- Burphu Dhura Location within India

Highest point
- Elevation: 6,334 m (20,781 ft)
- Coordinates: 30°23′04″N 80°15′36″E﻿ / ﻿30.38444°N 80.26000°E

Geography
- Location: Pithoragarh, Uttarakhand, India
- Parent range: Kumaon Himalaya

Climbing
- First ascent: 2000

= Burphu Dhura =

Mountain in Uttarakhand, India

Burphu Dhura is a Himalayan mountain peak situated in the Pithoragarh district of Uttarakhand, India. The altitude of the summit is 6,334 m. It is situated at the end ridge over the Kalabaland Glacier in the eastern part of the district, left to the Milam Glacier.
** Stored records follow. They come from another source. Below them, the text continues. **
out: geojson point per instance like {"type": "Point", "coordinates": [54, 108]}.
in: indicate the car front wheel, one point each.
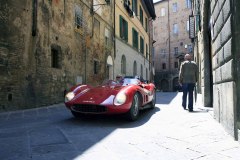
{"type": "Point", "coordinates": [76, 114]}
{"type": "Point", "coordinates": [134, 110]}
{"type": "Point", "coordinates": [153, 100]}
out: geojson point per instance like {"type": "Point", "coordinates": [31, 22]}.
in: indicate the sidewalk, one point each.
{"type": "Point", "coordinates": [165, 133]}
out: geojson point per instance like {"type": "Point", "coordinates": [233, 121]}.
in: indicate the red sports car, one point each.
{"type": "Point", "coordinates": [128, 97]}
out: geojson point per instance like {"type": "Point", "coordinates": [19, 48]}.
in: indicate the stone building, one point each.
{"type": "Point", "coordinates": [133, 39]}
{"type": "Point", "coordinates": [171, 33]}
{"type": "Point", "coordinates": [217, 52]}
{"type": "Point", "coordinates": [48, 46]}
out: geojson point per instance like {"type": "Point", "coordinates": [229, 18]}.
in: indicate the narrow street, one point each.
{"type": "Point", "coordinates": [165, 133]}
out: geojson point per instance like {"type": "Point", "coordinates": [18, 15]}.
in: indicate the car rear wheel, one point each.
{"type": "Point", "coordinates": [153, 100]}
{"type": "Point", "coordinates": [134, 110]}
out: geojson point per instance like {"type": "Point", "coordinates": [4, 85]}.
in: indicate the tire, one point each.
{"type": "Point", "coordinates": [154, 100]}
{"type": "Point", "coordinates": [133, 113]}
{"type": "Point", "coordinates": [76, 114]}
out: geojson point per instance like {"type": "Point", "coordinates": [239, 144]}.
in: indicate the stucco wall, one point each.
{"type": "Point", "coordinates": [27, 78]}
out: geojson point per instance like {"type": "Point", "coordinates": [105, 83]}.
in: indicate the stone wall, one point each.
{"type": "Point", "coordinates": [223, 64]}
{"type": "Point", "coordinates": [43, 52]}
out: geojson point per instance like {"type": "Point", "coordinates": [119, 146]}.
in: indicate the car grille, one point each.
{"type": "Point", "coordinates": [86, 108]}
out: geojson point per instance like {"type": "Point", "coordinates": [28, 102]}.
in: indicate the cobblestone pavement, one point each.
{"type": "Point", "coordinates": [165, 133]}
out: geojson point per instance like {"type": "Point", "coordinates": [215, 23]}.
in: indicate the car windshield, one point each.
{"type": "Point", "coordinates": [128, 81]}
{"type": "Point", "coordinates": [109, 82]}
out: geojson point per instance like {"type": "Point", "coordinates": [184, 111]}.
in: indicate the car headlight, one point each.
{"type": "Point", "coordinates": [69, 96]}
{"type": "Point", "coordinates": [120, 99]}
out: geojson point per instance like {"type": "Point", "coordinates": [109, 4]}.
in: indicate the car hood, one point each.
{"type": "Point", "coordinates": [99, 95]}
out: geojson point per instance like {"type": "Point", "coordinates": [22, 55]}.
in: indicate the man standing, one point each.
{"type": "Point", "coordinates": [188, 76]}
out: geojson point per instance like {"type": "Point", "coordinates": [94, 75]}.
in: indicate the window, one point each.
{"type": "Point", "coordinates": [189, 48]}
{"type": "Point", "coordinates": [141, 45]}
{"type": "Point", "coordinates": [187, 28]}
{"type": "Point", "coordinates": [175, 51]}
{"type": "Point", "coordinates": [164, 66]}
{"type": "Point", "coordinates": [175, 64]}
{"type": "Point", "coordinates": [107, 38]}
{"type": "Point", "coordinates": [141, 15]}
{"type": "Point", "coordinates": [163, 12]}
{"type": "Point", "coordinates": [175, 8]}
{"type": "Point", "coordinates": [147, 53]}
{"type": "Point", "coordinates": [96, 28]}
{"type": "Point", "coordinates": [55, 61]}
{"type": "Point", "coordinates": [135, 68]}
{"type": "Point", "coordinates": [95, 67]}
{"type": "Point", "coordinates": [175, 28]}
{"type": "Point", "coordinates": [146, 74]}
{"type": "Point", "coordinates": [123, 65]}
{"type": "Point", "coordinates": [78, 17]}
{"type": "Point", "coordinates": [163, 53]}
{"type": "Point", "coordinates": [146, 24]}
{"type": "Point", "coordinates": [55, 56]}
{"type": "Point", "coordinates": [135, 38]}
{"type": "Point", "coordinates": [134, 6]}
{"type": "Point", "coordinates": [188, 3]}
{"type": "Point", "coordinates": [123, 29]}
{"type": "Point", "coordinates": [155, 30]}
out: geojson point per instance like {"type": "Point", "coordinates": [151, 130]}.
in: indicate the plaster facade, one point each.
{"type": "Point", "coordinates": [217, 51]}
{"type": "Point", "coordinates": [171, 33]}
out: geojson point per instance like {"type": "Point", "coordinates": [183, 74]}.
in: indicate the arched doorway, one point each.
{"type": "Point", "coordinates": [164, 85]}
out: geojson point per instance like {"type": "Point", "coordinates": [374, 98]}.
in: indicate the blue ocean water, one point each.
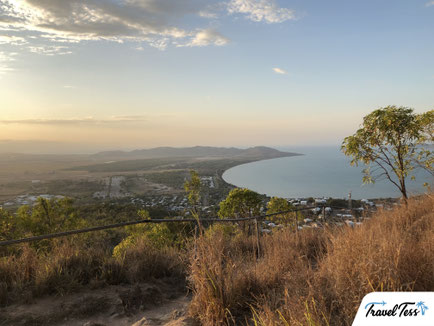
{"type": "Point", "coordinates": [321, 171]}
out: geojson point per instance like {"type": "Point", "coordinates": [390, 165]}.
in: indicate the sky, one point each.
{"type": "Point", "coordinates": [89, 75]}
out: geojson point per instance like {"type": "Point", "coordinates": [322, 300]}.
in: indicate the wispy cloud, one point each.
{"type": "Point", "coordinates": [5, 60]}
{"type": "Point", "coordinates": [154, 22]}
{"type": "Point", "coordinates": [279, 71]}
{"type": "Point", "coordinates": [13, 40]}
{"type": "Point", "coordinates": [77, 121]}
{"type": "Point", "coordinates": [207, 37]}
{"type": "Point", "coordinates": [50, 50]}
{"type": "Point", "coordinates": [261, 10]}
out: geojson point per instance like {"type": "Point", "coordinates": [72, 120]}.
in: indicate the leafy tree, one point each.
{"type": "Point", "coordinates": [193, 188]}
{"type": "Point", "coordinates": [48, 216]}
{"type": "Point", "coordinates": [392, 142]}
{"type": "Point", "coordinates": [8, 229]}
{"type": "Point", "coordinates": [276, 205]}
{"type": "Point", "coordinates": [239, 203]}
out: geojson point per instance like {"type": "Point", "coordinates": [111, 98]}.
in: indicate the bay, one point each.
{"type": "Point", "coordinates": [320, 172]}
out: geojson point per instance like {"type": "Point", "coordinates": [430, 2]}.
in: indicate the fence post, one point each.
{"type": "Point", "coordinates": [323, 213]}
{"type": "Point", "coordinates": [258, 237]}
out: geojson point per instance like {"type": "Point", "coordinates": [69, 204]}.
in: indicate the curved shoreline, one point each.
{"type": "Point", "coordinates": [261, 160]}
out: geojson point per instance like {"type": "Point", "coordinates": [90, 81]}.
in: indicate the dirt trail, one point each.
{"type": "Point", "coordinates": [120, 305]}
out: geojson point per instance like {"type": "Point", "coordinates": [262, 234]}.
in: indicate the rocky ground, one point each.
{"type": "Point", "coordinates": [121, 305]}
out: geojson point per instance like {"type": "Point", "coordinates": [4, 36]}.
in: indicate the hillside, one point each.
{"type": "Point", "coordinates": [316, 276]}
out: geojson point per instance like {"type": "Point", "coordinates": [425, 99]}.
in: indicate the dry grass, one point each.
{"type": "Point", "coordinates": [71, 266]}
{"type": "Point", "coordinates": [317, 277]}
{"type": "Point", "coordinates": [314, 277]}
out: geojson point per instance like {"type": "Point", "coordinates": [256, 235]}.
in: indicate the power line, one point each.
{"type": "Point", "coordinates": [117, 225]}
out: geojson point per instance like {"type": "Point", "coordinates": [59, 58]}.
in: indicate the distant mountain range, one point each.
{"type": "Point", "coordinates": [197, 151]}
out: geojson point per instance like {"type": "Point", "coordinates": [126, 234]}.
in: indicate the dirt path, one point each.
{"type": "Point", "coordinates": [120, 305]}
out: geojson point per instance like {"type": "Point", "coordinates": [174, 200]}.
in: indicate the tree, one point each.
{"type": "Point", "coordinates": [392, 142]}
{"type": "Point", "coordinates": [239, 203]}
{"type": "Point", "coordinates": [276, 205]}
{"type": "Point", "coordinates": [193, 188]}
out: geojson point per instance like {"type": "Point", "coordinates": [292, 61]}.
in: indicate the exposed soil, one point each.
{"type": "Point", "coordinates": [121, 305]}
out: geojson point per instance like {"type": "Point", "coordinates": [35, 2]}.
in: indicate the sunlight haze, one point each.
{"type": "Point", "coordinates": [80, 76]}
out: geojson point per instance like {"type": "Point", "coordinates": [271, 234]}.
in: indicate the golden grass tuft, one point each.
{"type": "Point", "coordinates": [314, 277]}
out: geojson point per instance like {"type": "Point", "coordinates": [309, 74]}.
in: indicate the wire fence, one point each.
{"type": "Point", "coordinates": [122, 224]}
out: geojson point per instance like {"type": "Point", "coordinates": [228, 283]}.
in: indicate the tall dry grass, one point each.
{"type": "Point", "coordinates": [72, 265]}
{"type": "Point", "coordinates": [315, 277]}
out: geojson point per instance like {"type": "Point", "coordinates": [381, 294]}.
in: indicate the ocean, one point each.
{"type": "Point", "coordinates": [320, 172]}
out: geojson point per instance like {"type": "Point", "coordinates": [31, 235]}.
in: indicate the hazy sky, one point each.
{"type": "Point", "coordinates": [81, 75]}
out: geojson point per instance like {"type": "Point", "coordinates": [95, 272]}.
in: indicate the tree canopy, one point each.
{"type": "Point", "coordinates": [240, 202]}
{"type": "Point", "coordinates": [392, 142]}
{"type": "Point", "coordinates": [276, 205]}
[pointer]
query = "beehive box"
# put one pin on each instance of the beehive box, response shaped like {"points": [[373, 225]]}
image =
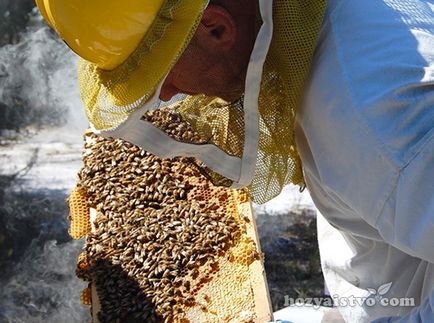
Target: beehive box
{"points": [[164, 244]]}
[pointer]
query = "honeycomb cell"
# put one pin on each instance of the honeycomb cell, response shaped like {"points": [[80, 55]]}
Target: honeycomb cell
{"points": [[163, 238], [79, 215]]}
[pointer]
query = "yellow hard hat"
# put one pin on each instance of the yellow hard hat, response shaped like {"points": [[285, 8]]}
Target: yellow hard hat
{"points": [[127, 47]]}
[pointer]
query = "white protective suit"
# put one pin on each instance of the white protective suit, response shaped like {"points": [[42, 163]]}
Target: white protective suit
{"points": [[365, 133]]}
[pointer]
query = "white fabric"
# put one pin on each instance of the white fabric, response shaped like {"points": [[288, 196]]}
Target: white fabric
{"points": [[365, 133]]}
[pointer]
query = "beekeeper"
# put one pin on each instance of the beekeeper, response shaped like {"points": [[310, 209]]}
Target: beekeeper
{"points": [[338, 96]]}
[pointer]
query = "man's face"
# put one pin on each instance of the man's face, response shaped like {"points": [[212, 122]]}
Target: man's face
{"points": [[198, 71], [215, 61]]}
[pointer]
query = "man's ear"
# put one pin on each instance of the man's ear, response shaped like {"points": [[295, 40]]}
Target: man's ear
{"points": [[217, 28]]}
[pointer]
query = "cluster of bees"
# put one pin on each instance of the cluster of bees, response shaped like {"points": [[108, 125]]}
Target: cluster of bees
{"points": [[159, 231]]}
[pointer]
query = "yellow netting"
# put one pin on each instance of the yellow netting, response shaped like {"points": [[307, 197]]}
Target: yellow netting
{"points": [[296, 28], [109, 96]]}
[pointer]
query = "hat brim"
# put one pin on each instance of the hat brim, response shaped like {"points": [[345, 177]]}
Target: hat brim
{"points": [[120, 91]]}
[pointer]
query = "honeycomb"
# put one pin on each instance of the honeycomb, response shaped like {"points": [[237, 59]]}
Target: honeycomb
{"points": [[166, 245], [79, 216]]}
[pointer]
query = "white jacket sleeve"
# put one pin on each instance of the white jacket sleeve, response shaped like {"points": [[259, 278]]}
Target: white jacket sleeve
{"points": [[407, 220], [422, 314]]}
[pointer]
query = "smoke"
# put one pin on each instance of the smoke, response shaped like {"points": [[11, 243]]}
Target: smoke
{"points": [[38, 86], [44, 287], [39, 107]]}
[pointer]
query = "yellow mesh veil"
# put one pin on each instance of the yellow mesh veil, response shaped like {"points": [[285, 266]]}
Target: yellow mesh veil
{"points": [[295, 33], [109, 96], [119, 93]]}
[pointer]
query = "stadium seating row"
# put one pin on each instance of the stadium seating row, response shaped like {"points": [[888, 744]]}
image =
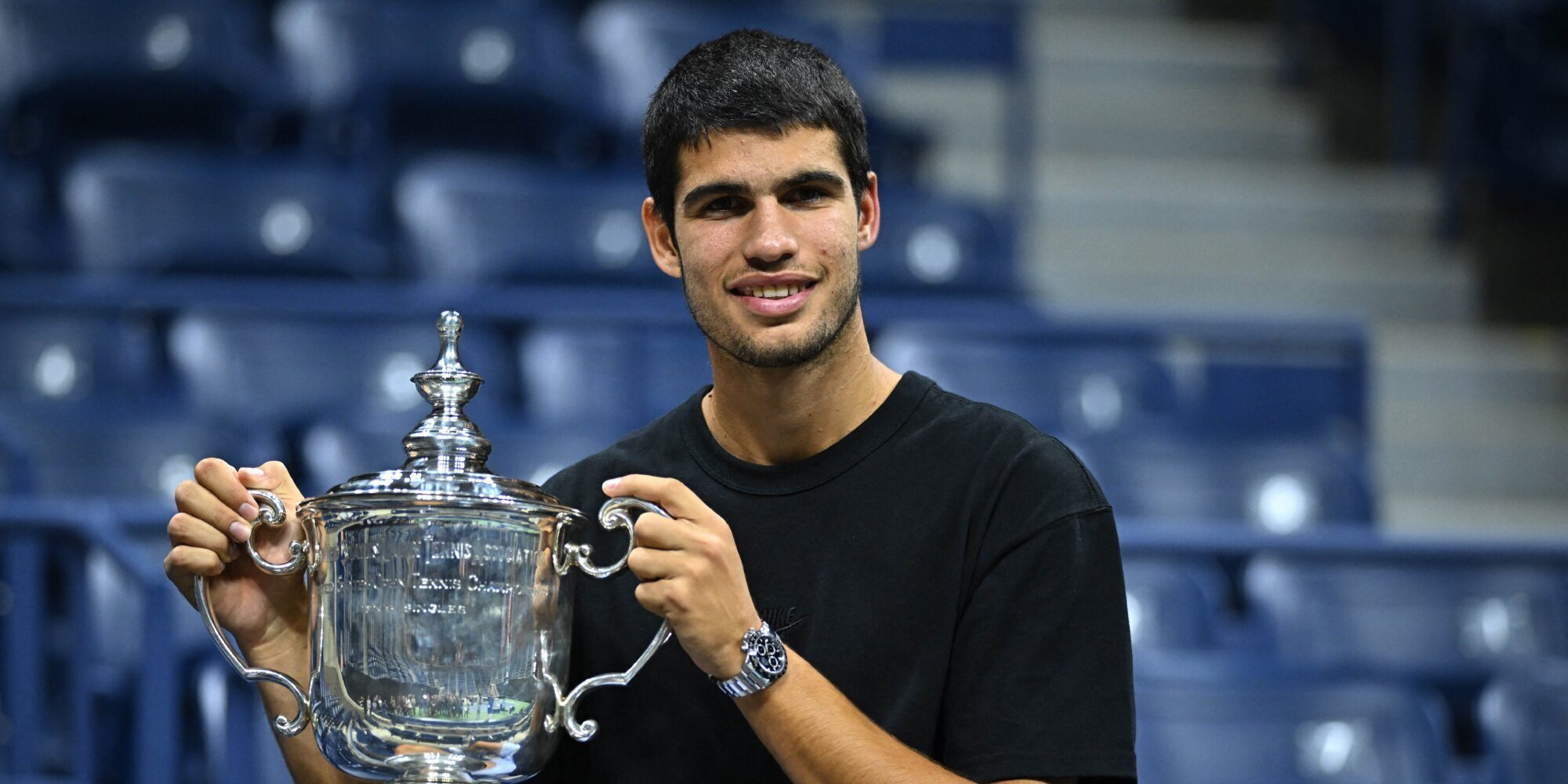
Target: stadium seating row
{"points": [[1481, 87], [1191, 423], [456, 219], [1348, 684], [159, 136]]}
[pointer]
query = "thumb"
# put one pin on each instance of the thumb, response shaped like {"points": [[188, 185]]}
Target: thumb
{"points": [[274, 476]]}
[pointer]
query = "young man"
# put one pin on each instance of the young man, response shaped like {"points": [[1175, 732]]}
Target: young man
{"points": [[932, 587]]}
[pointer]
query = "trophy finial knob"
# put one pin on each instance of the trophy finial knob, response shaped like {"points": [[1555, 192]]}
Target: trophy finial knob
{"points": [[448, 435]]}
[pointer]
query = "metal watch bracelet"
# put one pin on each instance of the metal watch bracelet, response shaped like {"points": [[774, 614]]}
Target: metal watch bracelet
{"points": [[766, 662]]}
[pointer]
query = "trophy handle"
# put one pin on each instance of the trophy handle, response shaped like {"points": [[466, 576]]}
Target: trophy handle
{"points": [[614, 515], [272, 514]]}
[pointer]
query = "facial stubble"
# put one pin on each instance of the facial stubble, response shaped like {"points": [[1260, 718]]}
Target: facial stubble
{"points": [[815, 346]]}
Kalabaland Dhura (6,105 m) is situated to the west of this peak on the same massif. Burphu Dhura massif is the part of divide between Kalabaland and Goriganga valleys. This peak was first of all climbed to summit in 2000 from south on 27 September 2000 by Loveraj Dharmashaktu, Balwant Singh Kapkoti and Ramesh by an Indian team led by Wing Cdr S S Puri. The peak has two approaches—one from the Kalabaland glacier above the icefall and another from Burphu village in the Milam valley.